Deux petits monstres en pull marin, Lili et Winker, vont semer une horrible pagaille autour d’eux et déclencher des phénomènes terribles. Tout ça pour un œil de verre qui va devenir le point de départ d’un rayon de la mort capable du pire dont la transformation de pauvres humains en réceptacles d’Alien visqueux. David Chauvel et Hervé Boivin s’en donnent à cœur joie dans cette cavalcade endiablée sanglante et noire comme l’encre qui la compose.

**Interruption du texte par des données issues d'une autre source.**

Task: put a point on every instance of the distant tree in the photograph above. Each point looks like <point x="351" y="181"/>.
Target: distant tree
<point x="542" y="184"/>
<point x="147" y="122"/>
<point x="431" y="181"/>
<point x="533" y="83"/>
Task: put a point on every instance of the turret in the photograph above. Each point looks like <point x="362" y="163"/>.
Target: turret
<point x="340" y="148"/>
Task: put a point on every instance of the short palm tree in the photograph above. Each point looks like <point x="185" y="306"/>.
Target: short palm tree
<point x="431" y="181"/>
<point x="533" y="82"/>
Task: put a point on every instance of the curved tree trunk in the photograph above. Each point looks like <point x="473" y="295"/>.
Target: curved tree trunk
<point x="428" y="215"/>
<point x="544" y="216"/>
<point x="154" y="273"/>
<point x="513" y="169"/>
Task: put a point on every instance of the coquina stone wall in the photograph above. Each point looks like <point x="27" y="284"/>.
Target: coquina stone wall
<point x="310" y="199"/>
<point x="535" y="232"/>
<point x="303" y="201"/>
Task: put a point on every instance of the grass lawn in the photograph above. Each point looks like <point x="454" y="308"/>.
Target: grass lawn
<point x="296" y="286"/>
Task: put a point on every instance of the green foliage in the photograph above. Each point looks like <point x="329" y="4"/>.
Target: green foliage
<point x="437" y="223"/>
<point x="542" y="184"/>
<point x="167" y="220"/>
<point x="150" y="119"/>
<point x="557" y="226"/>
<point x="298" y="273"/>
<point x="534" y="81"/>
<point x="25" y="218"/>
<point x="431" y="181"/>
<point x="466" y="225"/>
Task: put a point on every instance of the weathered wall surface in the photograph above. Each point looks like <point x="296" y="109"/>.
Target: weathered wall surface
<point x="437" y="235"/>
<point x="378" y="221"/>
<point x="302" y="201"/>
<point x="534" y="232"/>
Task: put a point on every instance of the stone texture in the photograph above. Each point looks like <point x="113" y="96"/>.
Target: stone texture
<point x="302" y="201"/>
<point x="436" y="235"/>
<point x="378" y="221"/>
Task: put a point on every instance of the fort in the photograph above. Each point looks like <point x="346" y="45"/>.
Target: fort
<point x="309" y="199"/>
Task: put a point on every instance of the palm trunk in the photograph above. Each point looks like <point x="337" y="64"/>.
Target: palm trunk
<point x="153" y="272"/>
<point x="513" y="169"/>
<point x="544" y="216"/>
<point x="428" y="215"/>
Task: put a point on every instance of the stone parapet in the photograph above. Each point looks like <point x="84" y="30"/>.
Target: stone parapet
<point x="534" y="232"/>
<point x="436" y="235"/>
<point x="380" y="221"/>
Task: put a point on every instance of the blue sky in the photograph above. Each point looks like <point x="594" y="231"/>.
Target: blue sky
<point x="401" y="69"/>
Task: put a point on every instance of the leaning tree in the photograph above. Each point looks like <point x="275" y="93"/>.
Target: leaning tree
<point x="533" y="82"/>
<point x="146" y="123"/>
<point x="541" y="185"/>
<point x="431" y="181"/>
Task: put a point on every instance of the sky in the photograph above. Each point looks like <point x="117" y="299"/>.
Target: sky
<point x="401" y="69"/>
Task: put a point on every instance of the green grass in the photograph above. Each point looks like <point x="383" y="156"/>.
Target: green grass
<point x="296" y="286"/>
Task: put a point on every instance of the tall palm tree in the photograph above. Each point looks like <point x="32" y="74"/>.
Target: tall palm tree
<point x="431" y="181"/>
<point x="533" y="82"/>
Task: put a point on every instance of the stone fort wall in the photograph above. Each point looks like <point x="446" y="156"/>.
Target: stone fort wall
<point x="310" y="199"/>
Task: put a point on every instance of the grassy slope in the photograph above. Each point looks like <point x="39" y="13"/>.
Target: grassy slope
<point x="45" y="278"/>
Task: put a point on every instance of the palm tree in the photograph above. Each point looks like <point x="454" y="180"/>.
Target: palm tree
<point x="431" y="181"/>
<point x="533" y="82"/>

Pretty Little Nightmares Un poivrot qui a un œil de verre est pris pour cible par deux affreux jumeaux. Il perd son œil que l’un des malfaisants juvéniles propulse vers les cieux avec sa fronde. Un rayon traverse alors l’espace pendant que l’alcoolique se réfugie dans un bordel et se fait croquer par une dame goulue et énorme. Dès lors les habitants de la ville sont tous victimes d’une sorte insémination qui fait naître très vite des aliens qui ont tout de pieuvres gluantes. Un couple en fait aussi les frais et le poivrot reprend du service dans le style psychopathe tueur en série. Les jumeaux suivent la piste et font face à un éléphant en mal de liberté et a des doubles d’eux-mêmes qui ont de grandes dents.

On part avec ces cauchemars d’une base à la Stephen King pour rapidement déraper vers l’horreur fantastique pure et incontrôlée sous l’égide des jumeaux qui vont quand même en prendre pour leur grade. Deux histoires longues entrecoupées de deux brèves constituent le récit qui est assez inégal au final. Des hauts en particulier graphiques mais des bas aussi sur le plan narratif font de cet album un exercice de style qui accroche au coup par coup. Les jumeaux auraient pu avoir de l’avenir, allez savoir.